Well, A Metric hub that old,most likely isnt domestic.Maybe Sachs?


----------



## PCHiggin (Dec 4, 2016)

Try searching @ Schwinnbikeforum.com


----------



## GTs58 (Dec 4, 2016)

As a twice times banned member from the SBF there is no way to do a search there as a non member. It would take a visual search going thru all the sections and threads. After being a member there for some time this topic was never discussed. I did find something interesting though. The earlier Schwinn built front hub was replaced? and listed as a Schwinn Approved hub in the April 1962 parts catalog.


----------



## PCHiggin (Dec 4, 2016)

Did you check the pitch of the threads? I doubt Schwinn was using Metric @ the Chicago factory.The Approved stamp means it was sourced, not made by Schwinn,right?


----------



## SirMike1983 (Dec 4, 2016)

GTs58 said:


> The Union made hubs do not look the same as the Schwinn made hubs.

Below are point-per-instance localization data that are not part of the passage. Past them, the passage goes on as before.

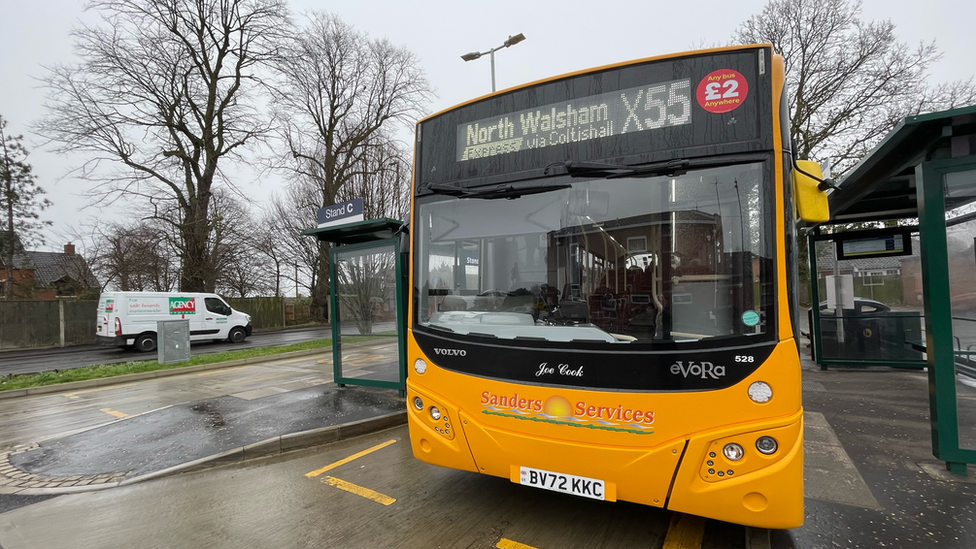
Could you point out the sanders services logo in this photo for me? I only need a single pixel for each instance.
(558, 410)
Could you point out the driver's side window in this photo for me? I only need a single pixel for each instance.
(217, 306)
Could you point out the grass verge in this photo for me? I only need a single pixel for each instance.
(13, 382)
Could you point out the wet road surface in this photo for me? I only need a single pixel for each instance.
(871, 481)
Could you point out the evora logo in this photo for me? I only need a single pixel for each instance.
(704, 370)
(451, 352)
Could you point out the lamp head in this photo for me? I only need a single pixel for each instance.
(512, 40)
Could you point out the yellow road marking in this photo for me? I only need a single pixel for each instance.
(115, 413)
(331, 466)
(359, 490)
(509, 544)
(212, 372)
(685, 532)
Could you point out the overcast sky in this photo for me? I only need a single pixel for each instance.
(561, 37)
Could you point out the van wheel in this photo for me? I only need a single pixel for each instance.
(146, 343)
(237, 335)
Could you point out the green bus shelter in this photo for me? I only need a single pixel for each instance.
(921, 181)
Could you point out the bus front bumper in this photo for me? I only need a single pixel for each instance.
(681, 475)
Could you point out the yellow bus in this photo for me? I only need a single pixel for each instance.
(601, 281)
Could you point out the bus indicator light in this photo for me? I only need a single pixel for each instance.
(766, 445)
(760, 392)
(733, 452)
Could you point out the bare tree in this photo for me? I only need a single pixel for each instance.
(365, 282)
(385, 188)
(849, 81)
(241, 270)
(162, 98)
(132, 256)
(20, 203)
(339, 91)
(287, 217)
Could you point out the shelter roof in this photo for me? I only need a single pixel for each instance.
(882, 185)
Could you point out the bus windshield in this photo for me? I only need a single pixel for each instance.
(627, 260)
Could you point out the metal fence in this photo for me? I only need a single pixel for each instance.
(266, 312)
(27, 324)
(39, 324)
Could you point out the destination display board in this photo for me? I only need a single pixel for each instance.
(884, 243)
(680, 107)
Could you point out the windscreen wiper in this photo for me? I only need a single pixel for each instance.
(612, 171)
(508, 190)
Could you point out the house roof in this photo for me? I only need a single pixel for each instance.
(51, 267)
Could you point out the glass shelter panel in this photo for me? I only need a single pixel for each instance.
(366, 296)
(871, 308)
(960, 197)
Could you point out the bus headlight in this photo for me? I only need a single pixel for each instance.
(766, 445)
(733, 451)
(760, 392)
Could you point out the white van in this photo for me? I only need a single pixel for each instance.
(129, 318)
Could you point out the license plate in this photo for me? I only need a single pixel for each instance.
(561, 482)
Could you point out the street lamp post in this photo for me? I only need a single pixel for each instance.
(512, 40)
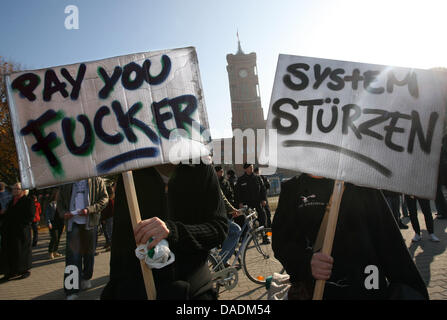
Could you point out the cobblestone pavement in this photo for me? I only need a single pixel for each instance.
(46, 278)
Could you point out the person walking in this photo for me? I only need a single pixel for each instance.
(36, 220)
(181, 204)
(393, 201)
(265, 181)
(81, 204)
(55, 226)
(366, 237)
(107, 218)
(250, 191)
(17, 235)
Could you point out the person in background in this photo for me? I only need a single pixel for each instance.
(234, 232)
(181, 204)
(107, 218)
(17, 234)
(392, 199)
(266, 183)
(440, 203)
(426, 210)
(81, 204)
(366, 238)
(250, 191)
(232, 179)
(225, 185)
(36, 220)
(5, 197)
(55, 225)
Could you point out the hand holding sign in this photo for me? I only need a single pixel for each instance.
(370, 125)
(108, 116)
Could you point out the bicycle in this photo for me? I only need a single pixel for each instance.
(253, 254)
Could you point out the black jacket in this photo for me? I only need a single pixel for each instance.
(366, 234)
(227, 189)
(16, 251)
(249, 190)
(194, 213)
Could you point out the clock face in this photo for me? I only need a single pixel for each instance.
(243, 73)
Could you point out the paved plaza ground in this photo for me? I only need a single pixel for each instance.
(46, 278)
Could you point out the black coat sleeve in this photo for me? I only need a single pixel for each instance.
(214, 228)
(288, 243)
(394, 256)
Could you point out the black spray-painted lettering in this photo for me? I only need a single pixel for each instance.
(133, 76)
(127, 121)
(334, 117)
(25, 84)
(181, 117)
(280, 114)
(425, 142)
(410, 80)
(75, 83)
(44, 143)
(348, 119)
(53, 85)
(68, 130)
(293, 69)
(334, 81)
(181, 110)
(392, 128)
(97, 124)
(28, 82)
(109, 82)
(352, 121)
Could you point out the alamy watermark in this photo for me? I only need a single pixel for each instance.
(252, 146)
(72, 20)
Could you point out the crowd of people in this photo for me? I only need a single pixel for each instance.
(24, 213)
(197, 208)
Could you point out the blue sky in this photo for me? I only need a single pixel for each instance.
(391, 32)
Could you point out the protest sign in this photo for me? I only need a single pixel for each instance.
(108, 116)
(370, 125)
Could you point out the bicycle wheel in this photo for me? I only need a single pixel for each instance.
(258, 259)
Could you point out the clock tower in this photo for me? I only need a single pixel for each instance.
(244, 91)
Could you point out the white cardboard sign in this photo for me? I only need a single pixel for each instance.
(107, 116)
(371, 125)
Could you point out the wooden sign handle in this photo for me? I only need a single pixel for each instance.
(334, 206)
(135, 217)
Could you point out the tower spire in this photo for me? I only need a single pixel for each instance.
(239, 48)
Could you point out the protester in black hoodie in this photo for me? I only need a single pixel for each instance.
(181, 204)
(366, 235)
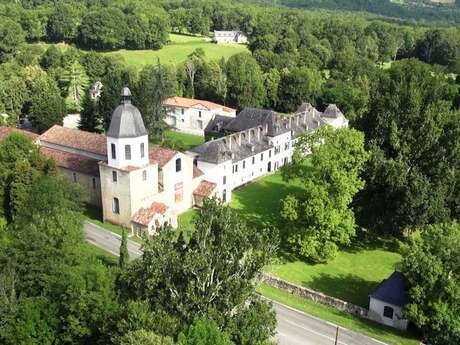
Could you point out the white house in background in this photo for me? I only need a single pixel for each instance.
(387, 301)
(230, 37)
(254, 143)
(193, 115)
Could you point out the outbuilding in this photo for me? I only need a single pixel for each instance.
(388, 300)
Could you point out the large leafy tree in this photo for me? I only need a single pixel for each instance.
(104, 29)
(64, 21)
(245, 81)
(76, 83)
(412, 135)
(12, 37)
(296, 86)
(20, 163)
(211, 276)
(319, 217)
(431, 266)
(47, 106)
(156, 83)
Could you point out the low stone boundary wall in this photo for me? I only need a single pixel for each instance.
(315, 296)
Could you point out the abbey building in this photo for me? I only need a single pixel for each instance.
(141, 186)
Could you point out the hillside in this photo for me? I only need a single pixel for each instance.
(446, 11)
(177, 51)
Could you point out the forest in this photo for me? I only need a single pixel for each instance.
(396, 173)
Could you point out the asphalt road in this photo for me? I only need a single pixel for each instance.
(294, 327)
(109, 241)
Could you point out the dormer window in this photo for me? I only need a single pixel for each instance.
(114, 152)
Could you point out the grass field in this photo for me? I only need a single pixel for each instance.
(187, 140)
(351, 276)
(94, 215)
(367, 327)
(107, 258)
(177, 51)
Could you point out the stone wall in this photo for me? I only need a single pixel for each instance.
(316, 296)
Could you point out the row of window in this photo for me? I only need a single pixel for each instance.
(235, 166)
(94, 183)
(127, 151)
(115, 176)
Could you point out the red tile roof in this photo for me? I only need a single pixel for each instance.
(190, 102)
(205, 188)
(161, 155)
(6, 131)
(197, 172)
(73, 161)
(74, 138)
(145, 215)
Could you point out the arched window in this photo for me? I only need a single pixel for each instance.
(114, 153)
(142, 150)
(116, 206)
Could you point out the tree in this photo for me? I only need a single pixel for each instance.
(12, 38)
(204, 332)
(297, 86)
(210, 82)
(63, 22)
(432, 271)
(124, 254)
(156, 83)
(103, 29)
(76, 83)
(144, 337)
(319, 217)
(210, 277)
(47, 106)
(52, 58)
(20, 163)
(411, 176)
(437, 47)
(244, 81)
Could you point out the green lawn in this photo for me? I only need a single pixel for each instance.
(188, 141)
(351, 276)
(94, 215)
(367, 327)
(177, 51)
(105, 257)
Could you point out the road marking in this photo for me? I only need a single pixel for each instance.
(350, 332)
(98, 245)
(312, 331)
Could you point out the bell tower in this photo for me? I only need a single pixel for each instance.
(127, 138)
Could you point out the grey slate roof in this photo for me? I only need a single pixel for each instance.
(126, 119)
(250, 118)
(218, 123)
(332, 111)
(392, 290)
(214, 151)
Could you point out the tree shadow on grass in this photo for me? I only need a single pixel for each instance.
(350, 288)
(260, 202)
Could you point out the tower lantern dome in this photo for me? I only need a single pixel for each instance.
(127, 138)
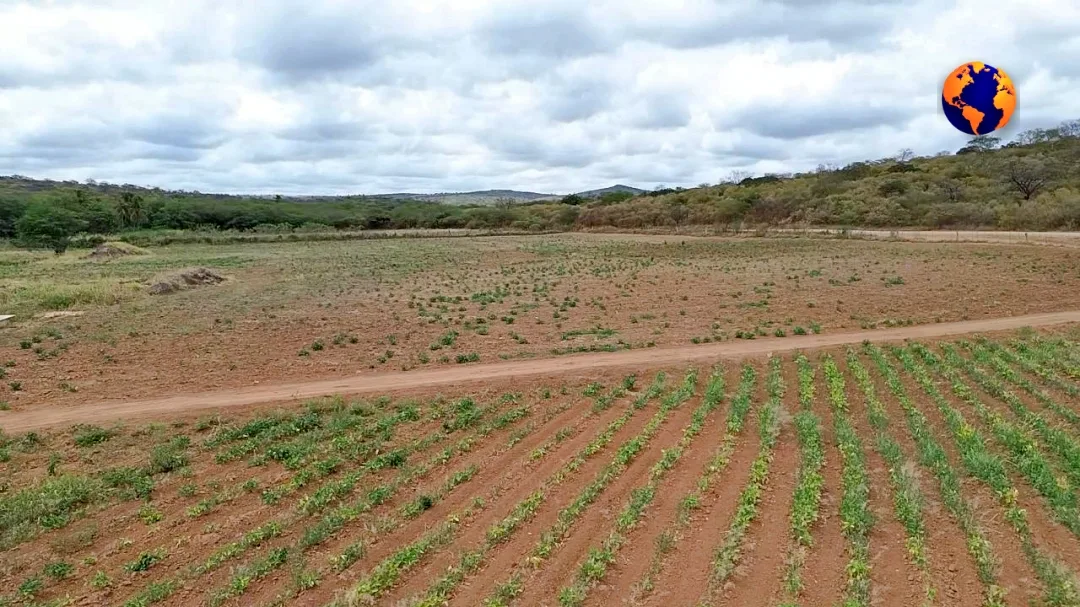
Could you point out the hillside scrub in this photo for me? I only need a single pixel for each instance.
(1025, 185)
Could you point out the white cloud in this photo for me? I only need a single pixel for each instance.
(555, 95)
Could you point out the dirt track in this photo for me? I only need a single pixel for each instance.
(126, 410)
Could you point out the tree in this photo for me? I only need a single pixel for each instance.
(46, 226)
(130, 210)
(1069, 129)
(952, 189)
(1027, 175)
(678, 214)
(738, 176)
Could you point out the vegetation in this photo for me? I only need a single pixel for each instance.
(1022, 185)
(415, 501)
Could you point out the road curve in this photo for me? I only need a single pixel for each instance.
(396, 381)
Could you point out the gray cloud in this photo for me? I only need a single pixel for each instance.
(553, 95)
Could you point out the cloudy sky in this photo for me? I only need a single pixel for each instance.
(370, 96)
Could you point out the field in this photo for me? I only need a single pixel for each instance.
(301, 311)
(896, 474)
(694, 433)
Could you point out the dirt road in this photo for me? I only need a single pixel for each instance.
(159, 408)
(1061, 239)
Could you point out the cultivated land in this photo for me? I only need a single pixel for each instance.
(320, 310)
(767, 439)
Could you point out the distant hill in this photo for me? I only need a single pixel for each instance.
(22, 184)
(482, 197)
(613, 189)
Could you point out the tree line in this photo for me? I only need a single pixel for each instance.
(1031, 183)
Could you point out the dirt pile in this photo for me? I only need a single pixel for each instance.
(112, 250)
(187, 279)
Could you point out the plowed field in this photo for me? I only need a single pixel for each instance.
(923, 473)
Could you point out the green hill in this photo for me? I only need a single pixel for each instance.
(1029, 184)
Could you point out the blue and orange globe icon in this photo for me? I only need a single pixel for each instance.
(979, 98)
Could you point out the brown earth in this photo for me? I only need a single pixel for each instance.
(107, 536)
(372, 307)
(389, 382)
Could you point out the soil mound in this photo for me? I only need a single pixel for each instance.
(112, 250)
(187, 279)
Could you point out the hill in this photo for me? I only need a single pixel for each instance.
(619, 188)
(482, 197)
(1028, 184)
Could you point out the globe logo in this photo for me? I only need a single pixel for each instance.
(979, 98)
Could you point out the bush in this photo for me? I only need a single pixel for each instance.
(48, 227)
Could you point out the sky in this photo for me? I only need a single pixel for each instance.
(335, 97)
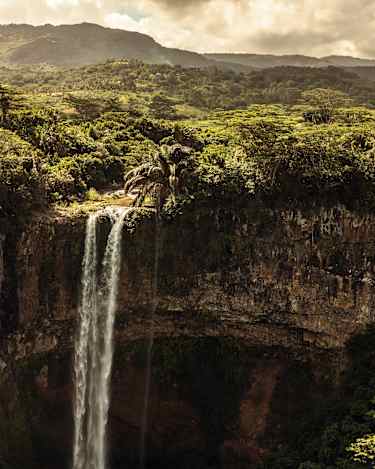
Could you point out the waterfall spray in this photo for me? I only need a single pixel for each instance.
(94, 343)
(154, 304)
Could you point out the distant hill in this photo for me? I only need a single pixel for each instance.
(86, 44)
(268, 61)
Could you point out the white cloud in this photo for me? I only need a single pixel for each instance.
(316, 27)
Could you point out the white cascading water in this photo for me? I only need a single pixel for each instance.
(94, 343)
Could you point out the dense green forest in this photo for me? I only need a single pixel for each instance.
(283, 135)
(67, 131)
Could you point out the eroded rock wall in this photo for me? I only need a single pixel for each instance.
(289, 287)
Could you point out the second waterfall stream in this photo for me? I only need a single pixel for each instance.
(94, 343)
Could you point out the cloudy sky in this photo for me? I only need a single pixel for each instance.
(314, 27)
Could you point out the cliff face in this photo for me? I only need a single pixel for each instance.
(255, 306)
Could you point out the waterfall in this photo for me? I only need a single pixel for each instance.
(94, 342)
(150, 345)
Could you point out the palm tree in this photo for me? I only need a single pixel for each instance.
(160, 177)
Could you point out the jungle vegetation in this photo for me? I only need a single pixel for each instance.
(189, 136)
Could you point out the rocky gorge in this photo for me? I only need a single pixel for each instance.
(255, 305)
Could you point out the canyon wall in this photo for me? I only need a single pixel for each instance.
(254, 308)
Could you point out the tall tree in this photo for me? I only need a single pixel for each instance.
(162, 176)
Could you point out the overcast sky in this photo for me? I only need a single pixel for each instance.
(313, 27)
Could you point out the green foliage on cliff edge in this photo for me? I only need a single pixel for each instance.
(89, 138)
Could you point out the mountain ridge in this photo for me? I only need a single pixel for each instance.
(89, 43)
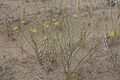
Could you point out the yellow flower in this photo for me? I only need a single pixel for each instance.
(75, 15)
(45, 25)
(23, 22)
(56, 23)
(16, 29)
(33, 30)
(111, 34)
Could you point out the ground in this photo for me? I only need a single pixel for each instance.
(95, 18)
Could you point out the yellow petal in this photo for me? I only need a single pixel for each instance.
(33, 30)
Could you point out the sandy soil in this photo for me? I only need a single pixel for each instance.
(15, 65)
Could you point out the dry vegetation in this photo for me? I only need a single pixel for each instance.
(59, 40)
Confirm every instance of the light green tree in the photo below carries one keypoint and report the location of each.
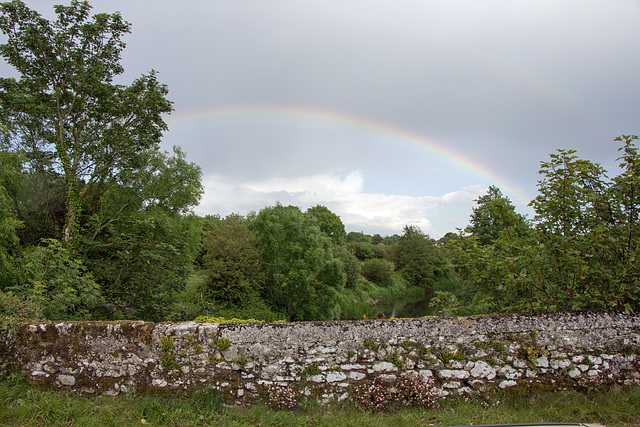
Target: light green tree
(64, 109)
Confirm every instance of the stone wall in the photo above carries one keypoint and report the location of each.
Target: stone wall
(325, 359)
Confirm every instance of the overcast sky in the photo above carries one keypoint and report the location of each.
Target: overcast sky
(387, 112)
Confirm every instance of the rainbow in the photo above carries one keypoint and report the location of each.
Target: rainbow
(354, 123)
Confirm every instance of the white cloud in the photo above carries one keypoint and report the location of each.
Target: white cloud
(360, 211)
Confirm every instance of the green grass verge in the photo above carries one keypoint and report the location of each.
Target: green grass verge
(24, 405)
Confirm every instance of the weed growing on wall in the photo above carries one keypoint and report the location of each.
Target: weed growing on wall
(380, 394)
(279, 397)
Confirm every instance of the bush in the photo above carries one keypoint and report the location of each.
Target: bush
(378, 271)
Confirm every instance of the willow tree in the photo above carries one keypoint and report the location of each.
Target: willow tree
(64, 111)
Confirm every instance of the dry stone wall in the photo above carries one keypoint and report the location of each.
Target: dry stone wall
(327, 359)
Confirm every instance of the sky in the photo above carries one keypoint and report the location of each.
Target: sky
(388, 112)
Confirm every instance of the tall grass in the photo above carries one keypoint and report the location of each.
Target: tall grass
(24, 405)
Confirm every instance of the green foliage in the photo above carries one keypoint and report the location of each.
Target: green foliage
(312, 370)
(167, 358)
(15, 310)
(495, 215)
(357, 236)
(211, 319)
(420, 261)
(233, 262)
(65, 110)
(581, 253)
(223, 343)
(24, 404)
(301, 275)
(378, 271)
(57, 282)
(395, 359)
(329, 223)
(350, 265)
(362, 250)
(143, 261)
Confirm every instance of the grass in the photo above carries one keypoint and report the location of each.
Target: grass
(24, 405)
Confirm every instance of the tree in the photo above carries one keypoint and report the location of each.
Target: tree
(582, 252)
(419, 259)
(232, 261)
(9, 224)
(59, 284)
(64, 110)
(493, 215)
(301, 275)
(329, 223)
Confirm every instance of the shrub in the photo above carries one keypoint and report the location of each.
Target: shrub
(378, 271)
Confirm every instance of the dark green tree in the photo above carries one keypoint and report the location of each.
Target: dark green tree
(301, 276)
(419, 260)
(233, 262)
(494, 215)
(329, 223)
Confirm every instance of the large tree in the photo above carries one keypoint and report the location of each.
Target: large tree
(301, 275)
(65, 112)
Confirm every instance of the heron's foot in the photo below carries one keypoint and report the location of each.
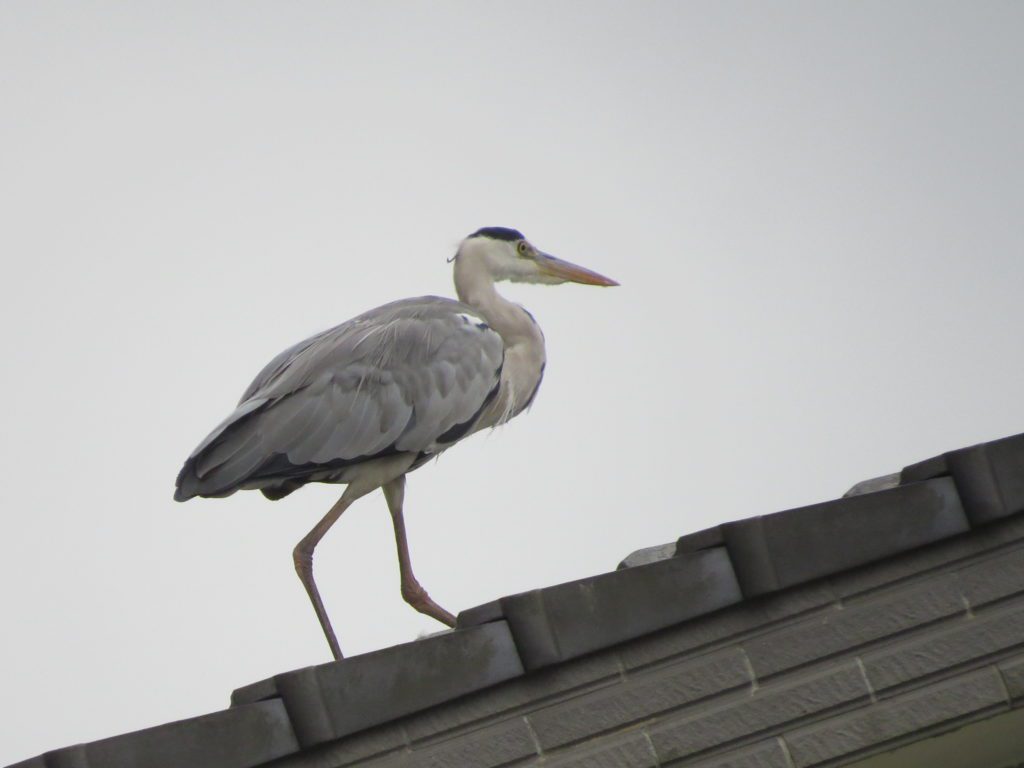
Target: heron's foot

That's the multi-piece shell Union. They also made a single-piece shell hub with different spacing.


----------



## PCHiggin (Dec 4, 2016)

Ok, Good luck


----------



## stpeteschwinn (Dec 4, 2016)

"As a twice times banned member from the SBF there is no way to do a search there as a non member."...Truly a shame , but she did us a favor.


----------



## GTs58 (Dec 4, 2016)

stpeteschwinn said:


> "As a twice times banned member from the SBF there is no way to do a search there as a non member."...Truly a shame , but she did us a favor.




She has actually managed to do more than that. She has actually buried that site in the ground. As of now, there have been a whopping 8 posts for the entire day. It's truly a shame that Ric handed the ownership over to her and Don. Don? Donald and Hillary? LMAO


----------



## GTs58 (Dec 4, 2016)

SirMike1983 said:


> That's the multi-piece shell Union. They also made a single-piece shell hub with different spacing.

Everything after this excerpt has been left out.